Parece que alguns corpos seriam realmente cremados, provavelmente aqueles vítimas de acidentes trágicos ou doenças que tornassem o corpo impróprio para o andar mais abaixo. As cinzas entregues aos familiares são sem dúvida cinzas, mas não do cadáver do ente querido.

Nessa sala alem das portinholas, dezenas delas, existem também alguns quadros de comando onde sem dúvida são feitos ajustes, liga e desliga funções nos tanques de conservação. Numa das paredes existe uma porta de folha dupla que começa a me preocupar, já estava naquele local a uma meia hora mais ou menos e eu tinha a atenção voltada para ela temendo que a qualquer momento entrasse alguém e me flagrasse bisbilhotando.
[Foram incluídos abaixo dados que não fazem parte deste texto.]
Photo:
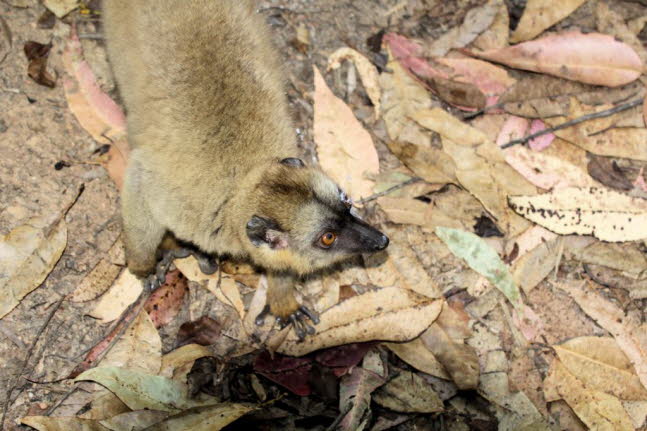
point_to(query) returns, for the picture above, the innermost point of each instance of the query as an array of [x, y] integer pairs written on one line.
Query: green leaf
[[143, 391], [482, 259]]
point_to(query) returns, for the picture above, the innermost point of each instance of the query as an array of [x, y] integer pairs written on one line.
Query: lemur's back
[[198, 76]]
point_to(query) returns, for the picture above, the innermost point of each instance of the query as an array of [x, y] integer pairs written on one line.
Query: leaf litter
[[442, 309]]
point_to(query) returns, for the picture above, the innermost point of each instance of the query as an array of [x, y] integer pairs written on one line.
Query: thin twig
[[389, 190], [583, 118], [13, 384]]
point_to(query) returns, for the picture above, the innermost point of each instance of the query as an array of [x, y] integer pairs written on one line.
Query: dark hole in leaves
[[37, 54], [486, 228]]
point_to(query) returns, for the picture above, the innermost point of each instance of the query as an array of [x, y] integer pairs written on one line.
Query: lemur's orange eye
[[327, 239]]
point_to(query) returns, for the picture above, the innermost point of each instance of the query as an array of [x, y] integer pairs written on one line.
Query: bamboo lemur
[[214, 159]]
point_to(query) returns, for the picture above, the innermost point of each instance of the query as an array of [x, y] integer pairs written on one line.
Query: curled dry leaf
[[37, 54], [27, 255], [60, 8], [95, 111], [628, 335], [597, 409], [50, 423], [480, 166], [355, 392], [212, 418], [345, 149], [114, 302], [367, 71], [600, 364], [143, 391], [138, 349], [477, 20], [603, 213], [539, 15], [165, 302], [591, 58], [410, 393], [389, 314], [416, 354]]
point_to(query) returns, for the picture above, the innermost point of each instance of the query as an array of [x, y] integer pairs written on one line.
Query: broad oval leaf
[[591, 58]]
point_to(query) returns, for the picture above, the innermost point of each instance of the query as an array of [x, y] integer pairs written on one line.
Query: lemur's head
[[305, 222]]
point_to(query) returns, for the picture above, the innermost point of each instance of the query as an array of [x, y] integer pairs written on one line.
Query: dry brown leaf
[[599, 136], [459, 360], [600, 364], [345, 149], [138, 349], [405, 211], [497, 35], [180, 356], [532, 267], [389, 314], [592, 58], [416, 354], [627, 258], [367, 71], [410, 393], [27, 255], [480, 166], [60, 8], [603, 213], [538, 15], [476, 21], [598, 410], [114, 302], [626, 333], [52, 423], [96, 282]]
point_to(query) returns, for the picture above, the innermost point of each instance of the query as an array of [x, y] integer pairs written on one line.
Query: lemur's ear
[[294, 162], [262, 230]]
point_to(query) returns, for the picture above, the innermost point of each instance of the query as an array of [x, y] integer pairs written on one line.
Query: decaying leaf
[[355, 395], [97, 113], [627, 334], [210, 418], [538, 15], [591, 58], [143, 391], [37, 54], [480, 166], [389, 314], [597, 409], [60, 8], [27, 255], [601, 365], [482, 259], [603, 213], [165, 302], [366, 70], [408, 392], [601, 136], [345, 149], [476, 21], [416, 354], [116, 300], [138, 349], [50, 423]]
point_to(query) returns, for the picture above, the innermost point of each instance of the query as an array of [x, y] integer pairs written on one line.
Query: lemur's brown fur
[[209, 128]]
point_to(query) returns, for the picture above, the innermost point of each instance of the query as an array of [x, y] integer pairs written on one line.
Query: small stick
[[389, 190], [28, 356], [583, 118]]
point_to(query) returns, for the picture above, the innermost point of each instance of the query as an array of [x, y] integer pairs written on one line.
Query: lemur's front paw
[[299, 319]]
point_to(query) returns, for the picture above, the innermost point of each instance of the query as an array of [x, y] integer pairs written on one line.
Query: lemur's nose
[[382, 243]]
Sai dali através do caminho que tinha seguido e encontrei o elevador parado, sinal de que ninguém havia notado a minha presença

Retornei ao último andar e de lá desci pelas escadas procurando evitar dar de cara com alguém lá em baixo quando a porta do elevador se abrisse.

No saguão não havia ninguém, sai cautelosamente e notei que havia um guarda na guarita. Teria que Passar bem próximo a ele para poder sair.

Fiquei um tempo observando e tentando achar um meio de sair sem ser percebido. Por minha sorte notei que ele estava entretido com alguma coisa olhando para baixo, provavelmente uma mesa. Me aproximei sorrateiramente e vi o que o estava distraindo, coisas de homem: Ele folhava uma revista pornográfica. Resolvi pregar uma peça nele, dei a volta pela guarita sempre de olho nele e quando estava de frente para a guarita, falei bem alto:

— Bom tarde!!

O guarda levou um susto tão grande que deve ter dado uma joelhada em baixo da mesa, deduzi isso pelo barulho que ouvi. Gaguejando ele me respondeu:

— Bo-boa tarde!

— Por favor, você pode me dizer que horas são agora? Perguntei.

— Dezesseis horas. Respondeu todo corado pelo susto de ter sido pego fazendo algo errado.

— Obrigado! Respondi, virei-me e sai em direção à praça mal me contendo para não romper numa gargalhada.

Voltei até o parquinho e encontrei minha esposa e meu filho me esperando. Ela estava preocupada, pois eu já havia estado no prédio por duas horas. Perguntou por que eu demorara tanto, quis saber o que eu vira para demorar tanto. Desconversei dizendo que não havia visto nada de anormal e que a minha demora se devia ao fato de ficar jogando conversa fora com o guarda depois de tê-lo pego vendo revista pornô. Contei-lhe o susto que eu havia dado à ele e rimos da situação. Não tive coragem de contar à ela o que eu havia descoberto.

Não contei nada para ninguém, nem mesmo para a polícia e esse talvez foi o meu maior erro.

Voltamos para casa e de noite não conseguia dormir, estava tudo muito vivo na minha memória.